I was terrified to come to Wharton. After working professionally in performing arts for more than 15 years, I understood all too well the suspicion with which my colleagues at Cirque du Soleil and at my own Asia-based production company regarded my decision to join forces with the evil capitalist empire. The language of creative industries reflects their mistrust of business people. Artists that “sell out,” “go corporate” or “turn commercial” are never heard from again.
My girlfriend and business partner was very clear about her expectations of me: “Just don’t turn boring,” she pleaded, “that’s all I ask.”
Businesspeople do very little to help bridge that gap and have their own prejudices. Creative industries, some complain, are intrinsically unscaleable, risky and difficult to monetize. Artists are financially illiterate and make decisions based on whim without developing a comprehensive strategy. The entire creative process seems like a liability: We can’t tell you what the result of our work will look like, how long it will take us, how much it will cost and if anyone will be happy with it. It’s all about the journey, after all.

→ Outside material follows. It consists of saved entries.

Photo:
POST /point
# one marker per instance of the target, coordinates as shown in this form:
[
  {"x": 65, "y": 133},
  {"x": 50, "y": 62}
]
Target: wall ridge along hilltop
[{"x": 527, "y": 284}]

My point of view is that both sides have a remarkable amount to learn from each other.
Thanks to my classes at Wharton, for example, I was able to model the cash flows of different “investment classes” of artists: the “high-level amateur,” the “arts conservatory student” and the “upcoming professional.” I’ve collected information through surveys of different populations of artists to determine certain benchmarks for the industry and analyzed the market size and competitive landscape across different geographies using the resources that are available to us through the University.
Wharton has helped me to revamp my production company’s business plans and our cost accounting, and inspired us to build a balance sheet and take on an appropriate amount of debt to fund our expansion into the Southeast Asian market. We are rethinking our marketing plan and have started implementing a novel strategy that we hope will increase our visibility to artists, clients and potential investors.

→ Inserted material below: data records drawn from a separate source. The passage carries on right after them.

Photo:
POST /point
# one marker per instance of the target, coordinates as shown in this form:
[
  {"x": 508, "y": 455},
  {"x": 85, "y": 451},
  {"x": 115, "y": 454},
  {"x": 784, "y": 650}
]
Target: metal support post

We have always made our decisions based on gut instinct, and we plan to continue doing so—the only difference is that our gut instinct is now informed by Wharton’s business rigor. Artists typically shy away from money because it is seen as the antithesis of artistic ideals, but we now equate money with the infrastructure and time that artists require to do their best work. Our value proposition to our artist partners is improving by orders of magnitude because of it.

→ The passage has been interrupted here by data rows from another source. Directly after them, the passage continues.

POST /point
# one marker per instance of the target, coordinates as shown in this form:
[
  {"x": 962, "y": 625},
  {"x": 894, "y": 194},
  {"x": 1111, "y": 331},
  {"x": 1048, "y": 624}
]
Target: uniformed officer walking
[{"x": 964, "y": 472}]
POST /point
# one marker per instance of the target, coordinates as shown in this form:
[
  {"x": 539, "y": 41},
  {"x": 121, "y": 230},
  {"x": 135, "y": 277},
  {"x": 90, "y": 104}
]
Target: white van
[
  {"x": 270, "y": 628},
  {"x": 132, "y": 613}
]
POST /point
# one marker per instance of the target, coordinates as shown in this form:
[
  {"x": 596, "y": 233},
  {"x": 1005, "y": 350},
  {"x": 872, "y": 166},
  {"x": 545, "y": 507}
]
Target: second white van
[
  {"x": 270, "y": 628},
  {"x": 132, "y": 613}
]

The Wharton Leadership Program has also been instrumental in helping me to refocus the leadership skills that I’ve developed through circus projects in more than 20 countries into a new skillset that will serve me better in the larger, more structured corporate and governmental entities that I hope to be working with immediately after graduation. The Lauder Institute classes focusing on political economy and economic history have pulled back the curtain that had concealed the deeper geopolitical and economic forces at work behind the formerly opaque sea of headlines, sound bites and economic indicators.
The irony is that, in being immersed in the vocabulary and frameworks of business, I find that I spend far less time agonizing over financial and strategic decisions and more time on creations.
But I do not mean to suggest that all artists need to do is to get an MBA. I’ve realized that much of what business people do can benefit your average artist, but that much more of what your average artist—a circus artist in particular—does can benefit businesspeople. The first instance is simply in the finer points of public speaking: namely, an awareness of how body language translates into charm and how self-confidence combined with the right posture, eye-contact and dynamic speech can sell just about anything to anyone.
A second is simply having a sense of purpose that transcends profession, position and monetary compensation. No true artist gets into their business to become rich, famous and powerful (and if they do, they are broken down and sent packing before they know it). Most artists offer the advice that if there is anything out there that an aspiring artist could be happy doing, they should probably be doing that instead. The result is that artists may suffer constantly through times of hunger and pain, yet always know exactly who they are and why they do what they do.
Finally, while artists may arguably occupy the lowest rung of the utility hierarchy—we would be the first ones eaten if our plane crashed in the Andes—they develop collective street-smarts, a community of need and responsibility to each other that is of a different flavor than the bonhomie here in the halls of Huntsman. I’ve come to think of it as a strength that grows out of weakness versus the insidious weaknesses that are too often borne of strength.
Wharton has surpassed my expectations in many ways. That said, nothing is perfect, and I still miss the ethical ambiguity and international, cross-cultural management mayhem of directing a transnational, entrepreneurial performing-arts business on five continents. That part of the business, as my colleagues at Cirque du Soleil and at my own company forewarned, might be impossible to teach in schools.
James Tanabe is a second-year student in the MBA/MA Lauder Program. His pre-Wharton background includes education at MIT and the National Circus School, and employment as artistic director of Cirque du Soleil, in space physics at NASA and as founder of his own production company.